Martin martin at ml1.co.uk
Fri Jan 27 17:30:59 UTC 2012

On 27/01/12 16:52, Michael Quaintance wrote:
>     > Will you be writing up PTP (IEEE 1588) next? ;-)
>     No.
>     In any case, there are various other peering systems appearing that are
>     fully distributed that the MPAA and RIAA cannot so easily vandalise.
> Martin, it seems you misunderstood.

Indeed so it seems. Just sticky context switching after the SOPA/PIPA
silliness... :-(

> PTP (IEEE 1588) is the Precision Time
> Protocol http://www.nist.gov/el/isd/ieee/ieee1588.cfm
> "This standard defines a protocol enabling precise synchronization of
> clocks in measurement and control systems implemented with technologies
> such as network communication, local computing and distributed objects.
> The protocol will be applicable to systems communicating by local area
> networks supporting multicast messaging including but not limited to
> Ethernet. The protocol will enable heterogeneous systems that include
> clocks of various inherent precision, resolution and stability to
> synchronize. The protocol will support system-wide synchronization
> accuracy in the sub-microsecond range with minimal network and local
> clock computing resources. The default behavior of the protocol will
> allow simple systems to be installed and operated without requiring the
> administrative attention of users."
> PTP is basically trying to be a better (more accurate) NTP. It's not
> Peer-to-Peer as you seem to have read it.

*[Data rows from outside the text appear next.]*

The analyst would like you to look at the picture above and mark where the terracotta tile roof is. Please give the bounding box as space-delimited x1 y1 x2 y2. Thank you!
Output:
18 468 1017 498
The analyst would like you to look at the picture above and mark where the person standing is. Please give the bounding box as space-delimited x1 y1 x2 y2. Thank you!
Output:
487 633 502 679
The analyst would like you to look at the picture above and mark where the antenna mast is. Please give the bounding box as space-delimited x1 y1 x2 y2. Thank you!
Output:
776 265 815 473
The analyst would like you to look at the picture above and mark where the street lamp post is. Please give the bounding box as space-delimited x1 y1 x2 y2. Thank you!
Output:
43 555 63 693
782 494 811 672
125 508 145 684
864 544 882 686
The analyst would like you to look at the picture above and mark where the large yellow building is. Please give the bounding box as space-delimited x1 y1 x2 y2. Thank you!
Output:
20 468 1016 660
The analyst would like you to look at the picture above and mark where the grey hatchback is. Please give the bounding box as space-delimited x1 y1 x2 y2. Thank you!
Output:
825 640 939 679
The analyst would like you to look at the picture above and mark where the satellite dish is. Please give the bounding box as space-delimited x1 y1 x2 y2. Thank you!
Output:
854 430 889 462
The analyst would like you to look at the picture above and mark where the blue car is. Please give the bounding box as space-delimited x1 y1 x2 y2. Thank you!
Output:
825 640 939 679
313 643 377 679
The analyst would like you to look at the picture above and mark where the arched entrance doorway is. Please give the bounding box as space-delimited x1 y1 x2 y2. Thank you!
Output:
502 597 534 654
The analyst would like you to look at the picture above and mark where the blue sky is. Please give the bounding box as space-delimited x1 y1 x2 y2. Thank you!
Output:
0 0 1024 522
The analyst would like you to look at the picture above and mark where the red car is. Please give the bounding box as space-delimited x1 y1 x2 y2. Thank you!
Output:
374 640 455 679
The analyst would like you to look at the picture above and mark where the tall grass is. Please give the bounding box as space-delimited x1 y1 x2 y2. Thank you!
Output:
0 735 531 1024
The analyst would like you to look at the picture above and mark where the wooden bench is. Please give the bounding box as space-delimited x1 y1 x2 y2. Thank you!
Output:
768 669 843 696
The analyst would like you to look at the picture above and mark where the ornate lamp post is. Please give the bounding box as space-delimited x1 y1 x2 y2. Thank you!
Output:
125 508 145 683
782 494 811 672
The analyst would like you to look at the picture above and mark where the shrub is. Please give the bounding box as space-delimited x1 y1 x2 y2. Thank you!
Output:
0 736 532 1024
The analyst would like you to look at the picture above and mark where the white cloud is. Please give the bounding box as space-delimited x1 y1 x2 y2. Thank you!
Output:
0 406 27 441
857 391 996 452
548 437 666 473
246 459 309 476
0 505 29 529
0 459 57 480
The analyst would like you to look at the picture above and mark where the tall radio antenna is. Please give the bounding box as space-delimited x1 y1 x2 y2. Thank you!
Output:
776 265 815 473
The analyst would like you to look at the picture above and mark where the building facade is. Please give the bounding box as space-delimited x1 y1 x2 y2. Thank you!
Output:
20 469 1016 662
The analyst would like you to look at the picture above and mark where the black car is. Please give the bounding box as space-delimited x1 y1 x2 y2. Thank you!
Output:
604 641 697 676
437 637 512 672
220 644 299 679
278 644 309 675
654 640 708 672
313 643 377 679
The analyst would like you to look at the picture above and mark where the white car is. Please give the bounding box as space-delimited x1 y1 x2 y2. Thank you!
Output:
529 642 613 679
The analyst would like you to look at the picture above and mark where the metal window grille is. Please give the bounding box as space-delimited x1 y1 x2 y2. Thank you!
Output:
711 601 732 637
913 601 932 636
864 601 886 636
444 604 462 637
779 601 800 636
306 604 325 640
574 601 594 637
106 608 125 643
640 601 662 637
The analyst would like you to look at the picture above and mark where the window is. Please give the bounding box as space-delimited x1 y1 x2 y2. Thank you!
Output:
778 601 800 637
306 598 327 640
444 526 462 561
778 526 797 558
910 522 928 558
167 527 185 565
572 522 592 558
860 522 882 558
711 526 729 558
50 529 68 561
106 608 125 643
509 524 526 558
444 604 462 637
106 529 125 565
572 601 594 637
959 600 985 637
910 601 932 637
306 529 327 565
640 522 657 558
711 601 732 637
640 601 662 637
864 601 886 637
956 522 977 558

Mmmm... Not "Peer-to-Peer" ( ;-) ) at all in that it is a master-slave
synchronisation system for a LAN, rather than a peering synchronisation
as with NTP with stratums operating across a WAN...

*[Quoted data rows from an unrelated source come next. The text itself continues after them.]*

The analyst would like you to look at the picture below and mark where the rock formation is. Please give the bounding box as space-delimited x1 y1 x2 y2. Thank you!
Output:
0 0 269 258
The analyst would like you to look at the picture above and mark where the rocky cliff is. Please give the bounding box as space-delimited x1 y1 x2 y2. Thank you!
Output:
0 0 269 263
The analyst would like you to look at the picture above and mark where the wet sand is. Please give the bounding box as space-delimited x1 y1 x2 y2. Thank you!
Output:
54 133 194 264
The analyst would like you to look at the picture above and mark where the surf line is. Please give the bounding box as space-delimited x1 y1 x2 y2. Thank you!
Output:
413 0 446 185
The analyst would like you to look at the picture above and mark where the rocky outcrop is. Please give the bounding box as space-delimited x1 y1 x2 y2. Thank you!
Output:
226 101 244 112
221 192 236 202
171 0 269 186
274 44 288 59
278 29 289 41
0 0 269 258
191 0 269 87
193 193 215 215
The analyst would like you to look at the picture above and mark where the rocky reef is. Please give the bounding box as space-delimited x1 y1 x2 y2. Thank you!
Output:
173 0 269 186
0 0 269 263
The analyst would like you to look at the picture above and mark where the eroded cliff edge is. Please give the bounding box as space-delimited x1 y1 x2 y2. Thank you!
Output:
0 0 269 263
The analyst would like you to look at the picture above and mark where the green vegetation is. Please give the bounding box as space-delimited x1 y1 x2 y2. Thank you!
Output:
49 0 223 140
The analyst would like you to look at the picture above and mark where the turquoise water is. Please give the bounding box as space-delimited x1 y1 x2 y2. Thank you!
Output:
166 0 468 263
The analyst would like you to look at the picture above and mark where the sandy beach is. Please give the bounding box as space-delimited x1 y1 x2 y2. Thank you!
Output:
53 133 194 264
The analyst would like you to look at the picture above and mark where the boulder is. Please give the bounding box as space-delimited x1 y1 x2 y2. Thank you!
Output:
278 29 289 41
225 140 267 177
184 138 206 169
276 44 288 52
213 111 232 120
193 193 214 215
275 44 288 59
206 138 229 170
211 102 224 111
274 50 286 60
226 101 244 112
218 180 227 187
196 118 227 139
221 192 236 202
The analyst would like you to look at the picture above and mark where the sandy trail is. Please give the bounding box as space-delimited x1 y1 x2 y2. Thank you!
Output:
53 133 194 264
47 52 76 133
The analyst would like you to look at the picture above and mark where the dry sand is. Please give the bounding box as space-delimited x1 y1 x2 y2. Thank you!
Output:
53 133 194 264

See the diagram on http://www.nist.gov/el/isd/ieee/ieee1588.cfm

A more readable explanation is on:

And a software demon is:

Interesting if it is simpler and faster. It looks to be less robust than
NTP but then again it is only intended for LAN use.

Which comes back to the question of what accuracies can be achieved...

The claim for PTP is in microseconds. I just wonder if NTP achieves
similar results for a cluster synchronised across a LAN?

NTP synchronises to UTC (with leap seconds). PTP synchronises to a local
master clock for International Atomic Time (TAI, monotonic, no leaps).

Interesting, thanks. Another note and reference for the page!

Still looking for good comment on how to assess the accuracy/error of
NTP... What values report that and what can be believed?